Method Average Accuracy (%) Gain
Single-LLM (w/o rule-of-thumb) 49.4 -
Single-LLM (w/ rule-of-thumb) 66.9 +35.4%
Self-Reflection 68.9 +3.0%
Debate-Only (D) 76.3 +10.7%
Self-Reflect+Debate (S+D) 75.6 +9.7%
Oracle Model Selection 81.9 Upper Bound
Gemma-2 27B Single Model 79.2 Reference

Key Results: Debate-Only outperforms the single-model baseline in 20 out of 21 combinations.
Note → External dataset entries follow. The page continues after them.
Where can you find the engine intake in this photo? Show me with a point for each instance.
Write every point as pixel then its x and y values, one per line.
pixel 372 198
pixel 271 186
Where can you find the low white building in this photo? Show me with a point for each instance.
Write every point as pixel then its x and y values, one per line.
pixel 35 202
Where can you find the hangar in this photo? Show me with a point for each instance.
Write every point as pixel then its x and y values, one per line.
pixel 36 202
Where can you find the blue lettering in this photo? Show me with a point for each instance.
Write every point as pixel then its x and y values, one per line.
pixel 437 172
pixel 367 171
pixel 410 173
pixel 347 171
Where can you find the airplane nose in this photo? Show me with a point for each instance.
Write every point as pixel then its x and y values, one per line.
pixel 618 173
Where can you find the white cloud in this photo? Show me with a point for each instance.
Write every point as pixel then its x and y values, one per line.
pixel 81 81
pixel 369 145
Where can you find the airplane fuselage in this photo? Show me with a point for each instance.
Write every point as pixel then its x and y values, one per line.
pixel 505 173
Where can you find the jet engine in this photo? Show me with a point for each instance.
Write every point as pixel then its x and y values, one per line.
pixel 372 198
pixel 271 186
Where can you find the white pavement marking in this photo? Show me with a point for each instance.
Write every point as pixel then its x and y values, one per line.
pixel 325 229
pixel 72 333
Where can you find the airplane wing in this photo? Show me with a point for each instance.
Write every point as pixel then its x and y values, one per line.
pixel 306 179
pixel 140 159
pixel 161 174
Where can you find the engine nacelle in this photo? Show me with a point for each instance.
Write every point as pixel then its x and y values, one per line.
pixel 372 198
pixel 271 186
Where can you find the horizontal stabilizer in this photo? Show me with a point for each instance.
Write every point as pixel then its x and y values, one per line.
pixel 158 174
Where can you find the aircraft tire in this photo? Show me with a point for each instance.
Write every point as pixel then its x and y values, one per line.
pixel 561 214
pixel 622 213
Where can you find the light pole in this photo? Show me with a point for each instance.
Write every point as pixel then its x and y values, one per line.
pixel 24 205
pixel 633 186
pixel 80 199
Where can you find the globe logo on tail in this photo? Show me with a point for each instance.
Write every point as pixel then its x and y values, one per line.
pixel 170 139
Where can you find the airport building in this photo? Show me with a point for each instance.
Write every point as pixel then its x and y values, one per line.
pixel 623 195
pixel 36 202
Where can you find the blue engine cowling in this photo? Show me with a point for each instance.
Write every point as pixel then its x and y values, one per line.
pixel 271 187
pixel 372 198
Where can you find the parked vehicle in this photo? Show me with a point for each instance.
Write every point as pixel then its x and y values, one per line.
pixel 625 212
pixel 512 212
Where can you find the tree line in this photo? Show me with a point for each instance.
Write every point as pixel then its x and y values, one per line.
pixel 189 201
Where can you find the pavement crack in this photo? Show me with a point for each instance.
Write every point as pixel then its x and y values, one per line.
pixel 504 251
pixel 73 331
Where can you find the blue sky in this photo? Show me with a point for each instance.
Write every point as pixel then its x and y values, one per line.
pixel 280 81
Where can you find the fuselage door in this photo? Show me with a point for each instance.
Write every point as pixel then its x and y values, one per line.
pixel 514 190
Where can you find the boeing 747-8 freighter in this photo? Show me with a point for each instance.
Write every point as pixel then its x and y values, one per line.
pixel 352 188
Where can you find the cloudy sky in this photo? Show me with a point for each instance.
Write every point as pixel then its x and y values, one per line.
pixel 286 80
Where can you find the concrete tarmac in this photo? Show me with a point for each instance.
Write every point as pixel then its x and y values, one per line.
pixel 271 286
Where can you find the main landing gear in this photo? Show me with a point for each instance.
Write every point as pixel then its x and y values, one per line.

The best combination (LLaMA-3+Gemma-2) achieves 79.7%, matching the single-model performance of the 27B judge model.

Ablation Study

Configuration Key Performance Description
Debate-Only Individual Gain 19/21 combinations outperform single model Average improvement of 7.05%
S+D Individual Gain 14/21 combinations outperform single model Effect is less consistent than Debate-Only
Post-Debate Adjudication > Individual 11/21 Adjudication strategies have room for improvement
Gemma-2+EXAONE-3 (S+D) 80.4% Outperforms the judge model acting alone

Key Findings

  • Decision Dynamics Analysis: The two agents often disagree during the initial stage, but the debate effectively guides revisions, with most revisions converging toward the correct answer.
  • Cultural Group Equity: Multi-agent debate achieves the highest cross-cultural group parity among all strategies, particularly benefiting underrepresented cultural groups (e.g., Afro-Islamic culture parity improved from 0.84 to 0.92).
  • Model Preference Differences: Yi-1.5 and Aya-23 tend to favor self-reflect, whereas other models prefer debate; this is correlated with the training characteristics and language coverage of each model.

Highlights & Insights

  • Quantitative Validation of Multi-Model Complementarity: Oracle experiments prove that different LLMs possess complementary advantages across various cultures (upper bound of 81.9% vs. 70.7% for the best single model), providing a strong motivation for multi-agent methods.
  • Small Models Challenging Large Models: 7-9B models achieve the performance of 27B models through debate, showing that collaborative reasoning can bridge the model scale gap—an insight that can transfer to other tasks requiring multi-perspective reasoning.
  • Equity as a First-Class Citizen: Rather than just optimizing overall accuracy, the study explicitly optimizes parity among groups, which is a valuable practice for fairness research in NLP.

Limitations & Future Work

  • Evaluation is restricted to the NormAd-eti benchmark, lacking validation on other cultural or moral reasoning tasks.
  • The adjudication strategy is relatively simple (utilizing a fixed judge LLM); more sophisticated adjudication (e.g., weighted voting, confidence-based) might yield further improvements.
  • Only single-round debates have been explored; the effectiveness of multi-round debates warrants deeper investigation.
  • All evaluated models are primarily English-centric instruction-tuned models, leaving their effectiveness in non-English cultural scenarios questionable.
  • vs CulturePark: CulturePark utilizes multi-agent simulation to generate cultural data for training, whereas ours utilizes multi-agent debate directly during inference to enhance cultural alignment without requiring additional training.
  • vs Du et al. (Society of Minds): Their multi-agent debate is primarily applied to factuality and reasoning tasks, while this work is the first to apply it to cultural alignment and introduces the parity metric.

Rating

  • Novelty: ⭐⭐⭐ While multi-agent debate is not a new framework, applying it to cultural alignment and equity analysis is novel.
  • Experimental Thoroughness: ⭐⭐⭐⭐ Evaluated with 21 combinations across 7 models with detailed analysis, but limited to a single dataset.
  • Writing Quality: ⭐⭐⭐⭐ Clear structure and intuitive figures.
  • Value: ⭐⭐⭐ Validates the effectiveness of multi-agent collaboration in cultural alignment scenarios, offering practical reference value.